Monday, July 28, 2008

Picky, Picky, Picky!

I don’t know about the rest of you, but I’m already in August Mode, a frame of mind common among Washingtonians, New Yorkers and other pretentious pseudo-intellectuals of my ilk during which time unless, let's say, Obama is caught in fishnet stockings chasing a sumo wrestler or McCain is discovered to actually have spent the Viet Nam war in Canada making macramé bongs while his twin brother Skippy was the real POW, I simply don’t give a rat’s ass about politics. Save it for after Labor Day.

So I was surfing for non-political news earlier today at my usual haunts and ran across this story in Slate about amateur locksmithing.

This happens to be a topic about which I actually know a little something, albeit second-hand, because amateur locksmithing was the hobby of one of my oldest school friends, a fellow who shall remain unidentified despite the statutes of limitations having long since lapsed for his various youthful indiscretions.

Of which there were many. My friend, whom I’ll call here “Jimmy” after a fairly crude lock opening technique, became intrigued as a child with the inner workings of locks and keys and, more to the point, how to open the former without benefit of the latter. As skilled trades go, locksmithing is far more about brains than brawn and Jimmy has a logical mind and a meticulous temperament exactly suited to figuring out puzzles and therefore to picking locks.

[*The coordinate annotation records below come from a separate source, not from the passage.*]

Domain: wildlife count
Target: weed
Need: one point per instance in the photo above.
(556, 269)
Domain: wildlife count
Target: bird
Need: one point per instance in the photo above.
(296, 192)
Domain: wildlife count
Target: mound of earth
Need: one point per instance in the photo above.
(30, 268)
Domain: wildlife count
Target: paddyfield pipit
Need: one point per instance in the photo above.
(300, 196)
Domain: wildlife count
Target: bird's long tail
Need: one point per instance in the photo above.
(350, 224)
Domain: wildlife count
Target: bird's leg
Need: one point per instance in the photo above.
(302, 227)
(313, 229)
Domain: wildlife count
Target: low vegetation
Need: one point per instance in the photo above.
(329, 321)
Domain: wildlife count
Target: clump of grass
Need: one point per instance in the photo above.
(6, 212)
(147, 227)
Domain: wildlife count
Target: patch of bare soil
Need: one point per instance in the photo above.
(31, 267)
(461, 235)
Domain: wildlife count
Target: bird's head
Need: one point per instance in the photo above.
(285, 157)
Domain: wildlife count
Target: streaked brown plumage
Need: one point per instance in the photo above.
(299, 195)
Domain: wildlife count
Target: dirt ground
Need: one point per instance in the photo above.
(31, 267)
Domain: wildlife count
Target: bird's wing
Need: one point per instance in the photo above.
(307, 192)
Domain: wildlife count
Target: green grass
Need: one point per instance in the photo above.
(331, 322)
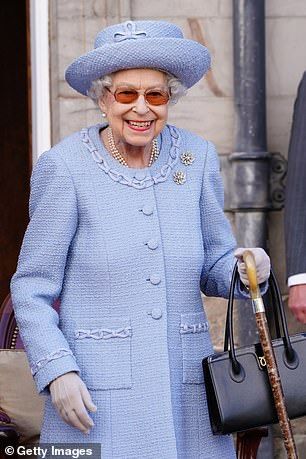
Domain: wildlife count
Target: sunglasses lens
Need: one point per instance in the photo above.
(125, 96)
(157, 97)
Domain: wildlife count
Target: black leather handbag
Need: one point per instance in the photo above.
(238, 392)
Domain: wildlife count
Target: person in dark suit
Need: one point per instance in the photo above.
(295, 208)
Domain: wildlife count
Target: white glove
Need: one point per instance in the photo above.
(262, 262)
(70, 397)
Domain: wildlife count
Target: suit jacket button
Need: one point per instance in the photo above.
(152, 244)
(147, 209)
(140, 175)
(155, 279)
(156, 313)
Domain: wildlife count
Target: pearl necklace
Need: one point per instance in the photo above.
(117, 155)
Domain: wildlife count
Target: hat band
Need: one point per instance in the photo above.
(129, 32)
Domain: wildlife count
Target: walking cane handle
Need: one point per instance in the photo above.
(250, 265)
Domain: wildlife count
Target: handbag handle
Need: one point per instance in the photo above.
(279, 316)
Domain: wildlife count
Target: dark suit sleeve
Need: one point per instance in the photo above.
(295, 202)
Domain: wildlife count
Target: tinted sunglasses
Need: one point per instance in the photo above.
(129, 95)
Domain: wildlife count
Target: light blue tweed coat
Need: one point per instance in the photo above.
(127, 251)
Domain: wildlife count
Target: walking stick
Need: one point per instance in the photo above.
(265, 339)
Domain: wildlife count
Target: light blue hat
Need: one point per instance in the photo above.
(140, 44)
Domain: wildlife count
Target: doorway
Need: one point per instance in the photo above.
(15, 138)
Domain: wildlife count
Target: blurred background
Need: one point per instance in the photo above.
(40, 38)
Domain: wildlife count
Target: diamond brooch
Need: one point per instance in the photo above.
(179, 177)
(187, 158)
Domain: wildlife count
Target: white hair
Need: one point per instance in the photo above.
(97, 89)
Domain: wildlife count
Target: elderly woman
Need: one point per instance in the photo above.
(127, 228)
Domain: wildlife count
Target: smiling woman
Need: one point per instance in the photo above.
(134, 122)
(127, 228)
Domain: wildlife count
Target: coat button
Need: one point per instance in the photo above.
(152, 244)
(155, 279)
(147, 209)
(156, 313)
(140, 175)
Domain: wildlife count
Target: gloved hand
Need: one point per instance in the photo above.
(70, 397)
(262, 261)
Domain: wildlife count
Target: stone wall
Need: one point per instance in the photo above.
(208, 108)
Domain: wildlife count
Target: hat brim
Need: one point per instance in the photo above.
(186, 59)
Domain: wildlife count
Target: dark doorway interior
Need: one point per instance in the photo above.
(15, 129)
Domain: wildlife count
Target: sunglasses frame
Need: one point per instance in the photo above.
(138, 94)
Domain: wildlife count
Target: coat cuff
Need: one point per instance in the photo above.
(51, 367)
(243, 292)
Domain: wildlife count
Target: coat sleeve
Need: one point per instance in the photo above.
(218, 239)
(38, 279)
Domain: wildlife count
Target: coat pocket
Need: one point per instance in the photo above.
(103, 352)
(196, 345)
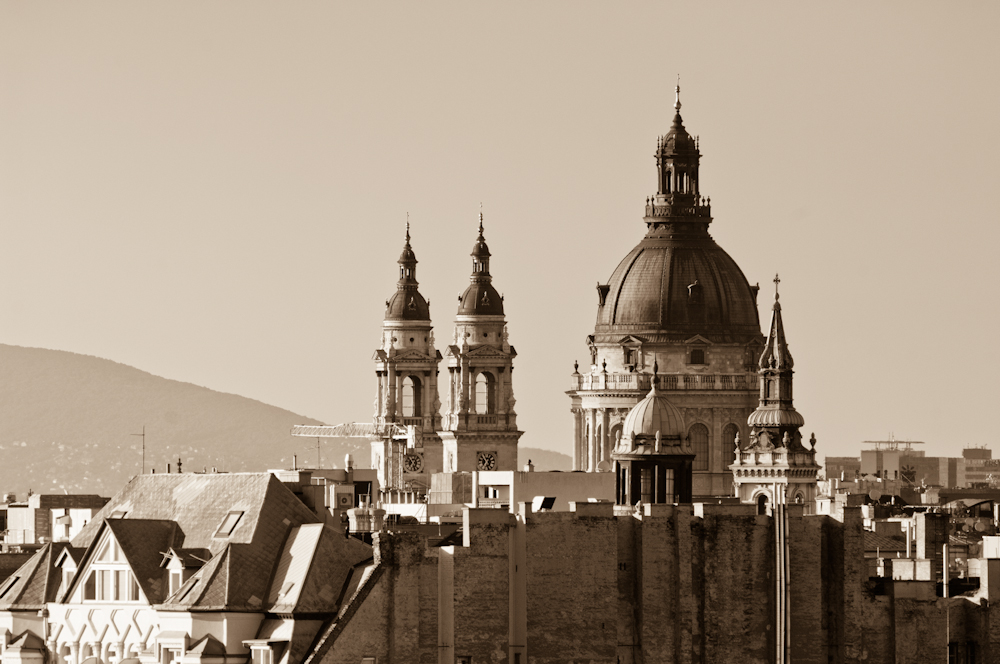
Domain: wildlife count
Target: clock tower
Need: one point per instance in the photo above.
(406, 368)
(479, 428)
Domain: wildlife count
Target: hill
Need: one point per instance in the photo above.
(67, 423)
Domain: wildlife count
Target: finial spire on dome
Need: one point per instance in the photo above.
(776, 355)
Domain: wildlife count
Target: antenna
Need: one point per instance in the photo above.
(143, 434)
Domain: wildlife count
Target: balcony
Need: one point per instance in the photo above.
(667, 382)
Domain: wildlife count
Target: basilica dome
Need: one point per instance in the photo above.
(679, 285)
(677, 282)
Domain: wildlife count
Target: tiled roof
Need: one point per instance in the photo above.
(312, 570)
(182, 514)
(199, 504)
(143, 542)
(37, 582)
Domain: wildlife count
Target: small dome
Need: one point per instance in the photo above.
(480, 299)
(775, 417)
(480, 250)
(652, 414)
(407, 304)
(677, 140)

By high school Jimmy had also managed to acquire a key cutting machine – don’t ask! – various tools of the trade including illegal lock picks and tension wrenches (more about which below), shims and so forth. He had also, um, ‘borrowed’ locks from schools, churches and other public and semi-public places, dismantling them and discovering in the process how to make master keys to those entire buildings or building complexes.

I hasten to point out that Jimmy had no larcenous intentions in any of this. He simply viewed a locked door or a lock of any sort as a challenge. The fun was all in figuring out how to thwart the lock owner’s desire to keep him out, not in actually entering where he wasn’t wanted. It was, in short, simply a game.

Okay, so every once in a while there were more, um, practical applications of this skill. In the late 1960s, when the suburban youth of America (1) had just discovered the pleasures of marijuana but (2) were convinced that there were millions of ‘narcs” lurking just about everywhere, having a key that could stop the elevator between floors in a local apartment building (not ours!) long enough to smoke a joint and then wait for the ceiling exhaust fan to remove the tell-tale scent before turning the elevator back on was the perfect solution to our privacy problem. Keys to the padlocked chains barring vehicular entry into public parks where a young couple might go parking at night similarly proved handy.

Of course, that was all many, many years ago and my friend Jimmy is now a respected member of one of the learned professions and a disquietingly conservative pillar of his community. My guess is that he doesn’t even smoke pot anymore, let alone take young girls parking.

Woolgathering about my salad days (“Block that mixed metaphor!”) aside, the thing about this amateur locksmithing business is that its opposition is such a classic case of vested interests trying to protect their once largely unchallenged turf and trotting out all the usual and typically disingenuous “public interest” arguments in the process.

Case in point: I could be charged in many jurisdictions with possession of burglary tool over the fact that I have, courtesy of Jimmy, a small lock picking kit I’ve used on countless occasions when I or a friend lost or misplaced a key. At least the way the law used to be written, unless you were a bonded locksmith, such mere possession was sufficient grounds for conviction of a misdemeanor. After all, if you weren’t a real locksmith, what on earth could you possibly want with such implements except to commit a crime? Right?

[Insert “possession of rape equipment” joke here.]

I wasn’t aware that amateur locksmithing was so popular a hobby as the Slate article suggests, but I’m glad to hear it. Truth be told, I misplaced my old pick set a few years ago. Hey, maybe I can just order one online these days! To be sure, there are legitimate arguments in favor of keeping some sorts of information confidential. But knowing how to open a pin-tumbler lock, even a Medeco lock, without having to use bolt cutters hardly rises to the level of legitimate state secret. And as the enthusiasts correctly point out, the first step in building a better mousetrap lies in finding out the weaknesses in the old model. That’s what we call progress.